Are the costs of living and doing business in Sydney likely to encourage migration away from Australia’s largest city?

Are the costs of living and doing business in Sydney likely to encourage migration away from Australia's largest city? With the costs of living and doing business in Sydney rising disproportionately higher compared with other capital cities.

Over the three months to May 2015, Sydney's median selling price of a house was recorded at $880,000 and the median selling price of a unit was $638,000. Both the Sydney median house and unit prices were higher than the respective house and unit prices across each capital city. In fact, Sydney's median unit price was higher than the median house price in any other capital city.

Melbourne has the second most expensive median house and unit prices however, Melbourne's median house price is $259,800 lower than Sydney's and the median unit price in Melbourne is $158,000 lower than Sydney's.


Difference between median house and unit prices – May 2015


It is important to remember that most broad measures of the housing market reflect only the capital cities and are weighted based on the number of dwellings in each city. As a result, Sydney being the largest capital city, has the greatest influence on those figures. This is highlighted by the fact that the combined capital city median house price is $600,000 (only Sydney and Melbourne have a median higher) and a median unit price of $504,000 (only Sydney has a higher median price).

Looking at median dwelling prices (combined houses and units), they are substantially lower outside of Sydney. Median prices are 24% lower in Melbourne, 38% lower in Brisbane, 47% lower in Adelaide, 32% lower in Perth, 56% in Hobart, 31% in Darwin and 27% lower in Canberra.


Median dwelling prices – May 2015


When we compare household incomes across the cities, Sydney still shows a premium, but not to the same extent as housing prices. According to the latest household income survey from the Australian Bureau of Statistics, median household incomes are 9.2% lower in Melbourne, 11.1% lower in Brisbane, 24.2% lower in Adelaide, 1.8% lower in Perth and 24.0% lower in Hobart. Darwin and Canberra median household incomes were actually 14.1% and 23.1% higher than Sydney's.

For houses there is a significant differential between median selling prices in Sydney compared to other cities. The narrowest differentials are found in: Melbourne (30%), Canberra (33%), Darwin (35%) and Perth (40%). Elsewhere the differentials relative to Sydney house prices are: Brisbane (44%), Adelaide (52%) and Hobart (59%).

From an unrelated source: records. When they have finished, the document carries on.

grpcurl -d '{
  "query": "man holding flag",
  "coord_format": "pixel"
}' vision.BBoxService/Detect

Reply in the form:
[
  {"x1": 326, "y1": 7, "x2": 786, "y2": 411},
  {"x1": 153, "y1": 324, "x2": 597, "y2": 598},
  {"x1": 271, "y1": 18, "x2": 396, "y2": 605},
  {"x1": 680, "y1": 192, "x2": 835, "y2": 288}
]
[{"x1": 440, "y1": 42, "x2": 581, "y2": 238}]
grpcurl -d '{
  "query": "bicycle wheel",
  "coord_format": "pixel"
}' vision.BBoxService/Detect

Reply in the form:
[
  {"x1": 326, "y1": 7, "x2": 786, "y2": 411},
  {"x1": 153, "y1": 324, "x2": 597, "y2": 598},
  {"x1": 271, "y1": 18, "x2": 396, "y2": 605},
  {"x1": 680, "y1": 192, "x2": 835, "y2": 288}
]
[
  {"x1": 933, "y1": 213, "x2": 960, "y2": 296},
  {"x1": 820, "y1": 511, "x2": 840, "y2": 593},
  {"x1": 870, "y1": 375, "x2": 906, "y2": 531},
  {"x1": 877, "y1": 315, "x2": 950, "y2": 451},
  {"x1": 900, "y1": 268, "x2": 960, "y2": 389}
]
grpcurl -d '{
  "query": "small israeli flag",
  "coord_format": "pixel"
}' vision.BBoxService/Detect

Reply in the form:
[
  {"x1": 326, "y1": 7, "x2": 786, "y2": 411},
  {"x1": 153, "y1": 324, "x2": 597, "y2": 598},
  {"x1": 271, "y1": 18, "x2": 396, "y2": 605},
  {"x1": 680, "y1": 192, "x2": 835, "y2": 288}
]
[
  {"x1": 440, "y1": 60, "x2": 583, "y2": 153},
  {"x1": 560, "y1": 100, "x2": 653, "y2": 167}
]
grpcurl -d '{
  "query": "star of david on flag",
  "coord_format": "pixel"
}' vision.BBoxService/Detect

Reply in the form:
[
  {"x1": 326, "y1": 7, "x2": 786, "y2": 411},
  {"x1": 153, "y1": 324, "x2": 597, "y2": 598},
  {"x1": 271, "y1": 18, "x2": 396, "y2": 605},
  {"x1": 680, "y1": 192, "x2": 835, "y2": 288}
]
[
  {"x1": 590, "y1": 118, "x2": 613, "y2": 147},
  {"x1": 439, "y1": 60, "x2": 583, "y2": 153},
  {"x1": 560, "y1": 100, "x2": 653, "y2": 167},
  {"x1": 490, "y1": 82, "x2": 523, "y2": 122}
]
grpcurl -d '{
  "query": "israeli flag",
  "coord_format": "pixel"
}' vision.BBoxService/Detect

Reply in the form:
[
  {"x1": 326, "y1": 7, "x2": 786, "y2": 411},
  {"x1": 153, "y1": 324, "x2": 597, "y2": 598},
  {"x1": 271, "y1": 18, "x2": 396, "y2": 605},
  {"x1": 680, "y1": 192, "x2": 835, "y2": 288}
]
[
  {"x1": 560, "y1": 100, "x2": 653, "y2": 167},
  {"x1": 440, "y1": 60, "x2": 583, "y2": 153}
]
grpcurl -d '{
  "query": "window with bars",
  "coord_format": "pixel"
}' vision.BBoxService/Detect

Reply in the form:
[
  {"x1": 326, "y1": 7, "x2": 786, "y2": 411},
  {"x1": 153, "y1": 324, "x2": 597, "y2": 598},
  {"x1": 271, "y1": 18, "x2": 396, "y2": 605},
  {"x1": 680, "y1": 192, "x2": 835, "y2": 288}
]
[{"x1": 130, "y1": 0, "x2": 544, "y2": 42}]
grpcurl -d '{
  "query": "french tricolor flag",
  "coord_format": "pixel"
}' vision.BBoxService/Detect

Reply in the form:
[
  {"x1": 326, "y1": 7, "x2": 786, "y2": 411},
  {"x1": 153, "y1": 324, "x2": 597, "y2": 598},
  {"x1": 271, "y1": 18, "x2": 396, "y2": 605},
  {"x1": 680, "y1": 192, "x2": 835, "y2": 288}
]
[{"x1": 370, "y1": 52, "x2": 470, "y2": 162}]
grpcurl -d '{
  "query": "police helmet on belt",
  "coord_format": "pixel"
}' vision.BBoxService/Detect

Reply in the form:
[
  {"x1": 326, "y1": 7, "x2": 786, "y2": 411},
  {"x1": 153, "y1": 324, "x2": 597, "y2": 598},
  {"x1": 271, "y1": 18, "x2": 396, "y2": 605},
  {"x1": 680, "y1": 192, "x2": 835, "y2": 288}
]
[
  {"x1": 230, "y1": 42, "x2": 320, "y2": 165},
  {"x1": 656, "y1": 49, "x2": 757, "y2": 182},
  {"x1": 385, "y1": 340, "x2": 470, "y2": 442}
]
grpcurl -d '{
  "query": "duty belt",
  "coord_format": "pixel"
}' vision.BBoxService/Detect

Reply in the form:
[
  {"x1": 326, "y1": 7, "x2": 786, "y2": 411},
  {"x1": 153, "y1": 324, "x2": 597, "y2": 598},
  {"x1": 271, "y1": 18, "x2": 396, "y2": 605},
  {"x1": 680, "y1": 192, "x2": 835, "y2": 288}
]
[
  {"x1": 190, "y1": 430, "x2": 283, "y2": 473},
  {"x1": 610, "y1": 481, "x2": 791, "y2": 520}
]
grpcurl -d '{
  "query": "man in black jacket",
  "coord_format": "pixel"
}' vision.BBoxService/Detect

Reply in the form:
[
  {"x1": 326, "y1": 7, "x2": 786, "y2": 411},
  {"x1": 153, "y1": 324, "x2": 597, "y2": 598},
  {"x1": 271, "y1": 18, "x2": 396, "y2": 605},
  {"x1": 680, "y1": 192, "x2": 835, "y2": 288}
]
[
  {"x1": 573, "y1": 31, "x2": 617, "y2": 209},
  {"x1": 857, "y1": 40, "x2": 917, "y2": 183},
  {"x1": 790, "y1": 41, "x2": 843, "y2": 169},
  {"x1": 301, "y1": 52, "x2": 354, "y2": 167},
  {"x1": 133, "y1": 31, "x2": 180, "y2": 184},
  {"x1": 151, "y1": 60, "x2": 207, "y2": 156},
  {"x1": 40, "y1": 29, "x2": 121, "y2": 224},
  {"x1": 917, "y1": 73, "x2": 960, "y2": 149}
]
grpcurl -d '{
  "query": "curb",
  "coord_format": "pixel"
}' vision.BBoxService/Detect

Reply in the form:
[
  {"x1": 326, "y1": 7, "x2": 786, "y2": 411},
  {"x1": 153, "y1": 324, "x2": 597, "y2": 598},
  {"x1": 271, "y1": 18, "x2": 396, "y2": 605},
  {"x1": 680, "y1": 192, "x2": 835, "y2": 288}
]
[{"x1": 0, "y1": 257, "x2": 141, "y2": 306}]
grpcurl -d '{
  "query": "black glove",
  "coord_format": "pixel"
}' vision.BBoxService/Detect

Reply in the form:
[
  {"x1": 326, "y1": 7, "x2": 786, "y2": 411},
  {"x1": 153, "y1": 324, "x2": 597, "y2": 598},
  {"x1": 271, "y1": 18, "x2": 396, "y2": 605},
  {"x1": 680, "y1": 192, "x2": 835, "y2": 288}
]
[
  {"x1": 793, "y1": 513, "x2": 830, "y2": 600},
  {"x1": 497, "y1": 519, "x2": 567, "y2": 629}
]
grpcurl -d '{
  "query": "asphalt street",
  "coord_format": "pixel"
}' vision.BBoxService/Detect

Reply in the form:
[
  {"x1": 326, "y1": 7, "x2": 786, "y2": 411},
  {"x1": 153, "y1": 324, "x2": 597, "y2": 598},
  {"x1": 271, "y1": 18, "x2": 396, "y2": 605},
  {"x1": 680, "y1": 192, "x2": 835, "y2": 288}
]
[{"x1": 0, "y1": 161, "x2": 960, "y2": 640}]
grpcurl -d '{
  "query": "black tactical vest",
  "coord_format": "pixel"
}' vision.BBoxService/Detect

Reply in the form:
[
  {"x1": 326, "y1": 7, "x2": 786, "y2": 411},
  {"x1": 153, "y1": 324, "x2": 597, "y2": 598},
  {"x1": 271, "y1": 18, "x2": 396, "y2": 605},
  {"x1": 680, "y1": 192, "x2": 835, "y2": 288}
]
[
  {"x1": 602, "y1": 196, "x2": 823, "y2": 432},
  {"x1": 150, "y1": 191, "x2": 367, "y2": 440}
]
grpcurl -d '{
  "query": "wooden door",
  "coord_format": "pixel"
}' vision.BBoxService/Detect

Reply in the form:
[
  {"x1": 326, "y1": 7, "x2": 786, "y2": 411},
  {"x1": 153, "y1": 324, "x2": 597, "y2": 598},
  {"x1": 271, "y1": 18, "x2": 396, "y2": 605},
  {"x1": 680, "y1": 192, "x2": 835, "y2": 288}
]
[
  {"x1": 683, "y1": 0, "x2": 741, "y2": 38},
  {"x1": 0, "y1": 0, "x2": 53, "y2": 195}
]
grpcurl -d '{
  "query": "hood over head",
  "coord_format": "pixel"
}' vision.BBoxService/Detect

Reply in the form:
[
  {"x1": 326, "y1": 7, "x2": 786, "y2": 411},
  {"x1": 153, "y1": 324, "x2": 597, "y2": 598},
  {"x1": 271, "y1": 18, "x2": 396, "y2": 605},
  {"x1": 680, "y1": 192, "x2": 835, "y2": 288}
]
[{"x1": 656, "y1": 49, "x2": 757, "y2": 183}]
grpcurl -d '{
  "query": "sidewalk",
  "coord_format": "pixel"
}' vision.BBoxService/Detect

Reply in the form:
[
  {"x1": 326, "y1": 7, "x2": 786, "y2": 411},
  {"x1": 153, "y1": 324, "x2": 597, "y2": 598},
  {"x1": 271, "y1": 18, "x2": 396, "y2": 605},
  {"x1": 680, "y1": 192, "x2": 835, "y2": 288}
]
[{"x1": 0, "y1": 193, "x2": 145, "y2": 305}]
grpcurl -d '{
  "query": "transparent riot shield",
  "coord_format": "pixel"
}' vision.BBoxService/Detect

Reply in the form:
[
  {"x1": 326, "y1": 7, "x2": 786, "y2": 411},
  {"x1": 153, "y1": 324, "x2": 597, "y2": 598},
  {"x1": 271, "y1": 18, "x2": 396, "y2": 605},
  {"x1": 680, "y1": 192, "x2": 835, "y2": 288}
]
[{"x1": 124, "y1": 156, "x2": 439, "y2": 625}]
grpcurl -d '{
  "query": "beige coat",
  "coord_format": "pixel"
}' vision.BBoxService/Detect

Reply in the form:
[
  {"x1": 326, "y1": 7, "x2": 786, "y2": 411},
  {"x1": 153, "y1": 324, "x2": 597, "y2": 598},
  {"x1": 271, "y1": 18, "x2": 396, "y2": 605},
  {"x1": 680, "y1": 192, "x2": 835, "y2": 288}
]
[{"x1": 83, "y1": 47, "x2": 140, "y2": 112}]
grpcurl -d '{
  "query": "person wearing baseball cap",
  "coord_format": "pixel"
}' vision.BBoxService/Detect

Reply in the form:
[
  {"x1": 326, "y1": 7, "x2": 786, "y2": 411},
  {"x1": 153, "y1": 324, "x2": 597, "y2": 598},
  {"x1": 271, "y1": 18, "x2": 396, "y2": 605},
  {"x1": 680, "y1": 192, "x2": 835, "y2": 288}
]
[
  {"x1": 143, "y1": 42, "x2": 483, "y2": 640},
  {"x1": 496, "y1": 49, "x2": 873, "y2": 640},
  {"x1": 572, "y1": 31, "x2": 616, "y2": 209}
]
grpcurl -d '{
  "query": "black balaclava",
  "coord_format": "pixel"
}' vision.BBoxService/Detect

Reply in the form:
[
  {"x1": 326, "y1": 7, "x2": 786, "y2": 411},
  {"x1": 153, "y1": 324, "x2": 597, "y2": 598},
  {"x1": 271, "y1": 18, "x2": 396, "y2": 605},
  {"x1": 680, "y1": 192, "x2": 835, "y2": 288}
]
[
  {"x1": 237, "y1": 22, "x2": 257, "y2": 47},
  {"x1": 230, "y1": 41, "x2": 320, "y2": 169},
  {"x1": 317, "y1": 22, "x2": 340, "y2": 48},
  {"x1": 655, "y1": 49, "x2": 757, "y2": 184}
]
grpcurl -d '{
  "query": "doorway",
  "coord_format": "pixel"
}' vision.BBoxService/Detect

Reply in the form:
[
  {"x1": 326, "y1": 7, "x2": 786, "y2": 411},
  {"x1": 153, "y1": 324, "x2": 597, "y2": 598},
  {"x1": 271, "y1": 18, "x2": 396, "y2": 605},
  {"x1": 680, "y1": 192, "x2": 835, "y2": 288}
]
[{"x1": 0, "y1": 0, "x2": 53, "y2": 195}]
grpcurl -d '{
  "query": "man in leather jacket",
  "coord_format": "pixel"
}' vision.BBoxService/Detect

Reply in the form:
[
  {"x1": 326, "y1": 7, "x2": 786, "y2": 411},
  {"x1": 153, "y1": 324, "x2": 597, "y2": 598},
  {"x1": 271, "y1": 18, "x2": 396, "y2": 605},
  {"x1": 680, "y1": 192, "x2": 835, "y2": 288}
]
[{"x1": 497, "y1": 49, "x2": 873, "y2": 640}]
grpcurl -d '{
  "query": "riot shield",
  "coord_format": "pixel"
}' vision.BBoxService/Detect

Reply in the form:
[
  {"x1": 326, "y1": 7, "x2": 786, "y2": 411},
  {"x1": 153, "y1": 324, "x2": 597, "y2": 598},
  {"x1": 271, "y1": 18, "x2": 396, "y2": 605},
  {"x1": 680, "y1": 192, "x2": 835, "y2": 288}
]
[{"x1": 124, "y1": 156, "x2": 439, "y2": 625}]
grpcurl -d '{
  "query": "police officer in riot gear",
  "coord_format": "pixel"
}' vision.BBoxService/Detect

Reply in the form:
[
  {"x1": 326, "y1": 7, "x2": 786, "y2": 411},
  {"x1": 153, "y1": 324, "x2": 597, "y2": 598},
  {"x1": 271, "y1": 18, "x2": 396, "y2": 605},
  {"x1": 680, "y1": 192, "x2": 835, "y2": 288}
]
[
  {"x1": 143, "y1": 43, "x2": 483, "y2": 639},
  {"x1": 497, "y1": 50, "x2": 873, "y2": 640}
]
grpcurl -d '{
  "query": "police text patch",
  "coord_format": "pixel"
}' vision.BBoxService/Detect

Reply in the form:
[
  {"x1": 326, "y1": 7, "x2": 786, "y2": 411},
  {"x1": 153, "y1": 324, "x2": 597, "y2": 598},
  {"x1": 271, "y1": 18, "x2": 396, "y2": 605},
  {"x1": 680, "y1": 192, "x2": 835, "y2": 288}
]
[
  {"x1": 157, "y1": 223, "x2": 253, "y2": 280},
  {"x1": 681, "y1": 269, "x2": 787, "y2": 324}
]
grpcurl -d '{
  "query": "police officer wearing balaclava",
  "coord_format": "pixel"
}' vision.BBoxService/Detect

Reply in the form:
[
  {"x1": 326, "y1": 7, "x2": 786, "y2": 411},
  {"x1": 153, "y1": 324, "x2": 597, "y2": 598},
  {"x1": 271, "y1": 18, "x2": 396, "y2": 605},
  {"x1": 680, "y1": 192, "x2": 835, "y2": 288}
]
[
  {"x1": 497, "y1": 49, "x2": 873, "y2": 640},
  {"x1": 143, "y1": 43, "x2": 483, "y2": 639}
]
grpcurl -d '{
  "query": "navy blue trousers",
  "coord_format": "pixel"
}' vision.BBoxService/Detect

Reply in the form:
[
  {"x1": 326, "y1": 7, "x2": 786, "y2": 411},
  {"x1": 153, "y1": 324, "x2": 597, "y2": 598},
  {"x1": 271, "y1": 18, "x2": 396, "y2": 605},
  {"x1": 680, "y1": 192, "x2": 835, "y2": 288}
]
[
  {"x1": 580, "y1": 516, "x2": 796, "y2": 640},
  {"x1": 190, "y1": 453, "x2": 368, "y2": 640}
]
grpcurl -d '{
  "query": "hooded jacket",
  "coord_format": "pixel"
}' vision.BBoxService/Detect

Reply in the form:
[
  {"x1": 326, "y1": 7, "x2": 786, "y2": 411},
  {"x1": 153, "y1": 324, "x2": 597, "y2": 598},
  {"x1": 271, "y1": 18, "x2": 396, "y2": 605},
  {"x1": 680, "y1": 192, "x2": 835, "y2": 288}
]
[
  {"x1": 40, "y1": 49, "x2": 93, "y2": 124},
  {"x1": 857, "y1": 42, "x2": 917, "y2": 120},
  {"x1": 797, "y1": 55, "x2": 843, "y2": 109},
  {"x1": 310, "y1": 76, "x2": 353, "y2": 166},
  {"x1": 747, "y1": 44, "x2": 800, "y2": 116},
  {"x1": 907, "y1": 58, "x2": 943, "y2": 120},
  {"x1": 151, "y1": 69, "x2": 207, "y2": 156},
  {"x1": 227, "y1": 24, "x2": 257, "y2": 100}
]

Median house prices – May 2015


Sydney is also much more expensive to purchase units than all other cities. Across each city the median price differentials are recorded at: 25% lower in Melbourne, 38% lower in Brisbane, 46% lower in Adelaide, 32% lower in Perth, 58% lower in Hobart, 27% lower in Darwin and 36% lower in Canberra.


Median unit prices – May 2015


Sydney home values have risen at a much faster pace over the past 12 months (16.0%) than any other capital city. We are also seeing across NSW that 60% of new lending is to investors, obviously it would be higher just in Sydney. We still anticipate further growth in Sydney home values over the coming year however, the value proposition compared with other major cities for purchasing Sydney housing is moving more out of balance as the rate of capital gain substantially eclipses that of every other capital city.

Of course people will continue to purchase in Sydney because it is our biggest city and has the most jobs. The significant cost of housing along with the cost of office space in Sydney does create opportunities for other cities (not just capital cities). Both housing costs for workers and office space for businesses are cheaper outside of Sydney. There are savings to be had for both businesses and individuals for not being in Sydney.

The benefits of lower mortgages for individuals must be appealing despite the fact that wages may not be as high as those in Sydney. Furthermore, potentially lower wages and lower office occupancy costs are also attractive for business balance sheets of and the profitability for shareholders.

Cities and states outside of Sydney and New South Wales should be looking at incentives to attract businesses and employees to these regions. Outside of Sydney and Melbourne capital growth has been weak and the economic performance has also been weak. Providing incentives to attract more jobs and more people to these areas should be an appealing way for governments to collect more taxation revenue and to improve the performance of their local economy. For individuals, housing costs are usually their largest area of expenditure; the prospect of cheaper costs along with decent employment opportunities should be a more attractive prospect than spending a substantially larger amount to live in Sydney. While the NSW economy continues to thrive and interest rates remain low, the attraction of Sydney housing is obvious, however the affordability challenges facing this market are mounting and there is growing disequilibrium in housing costs between the major cities. It is reasonable to expect more Sydney-siders and Sydney based businesses will start considering more affordable options for living and headquartering their business.


Article by Cameron Kusher, CoreLogic RP Data senior research analyst.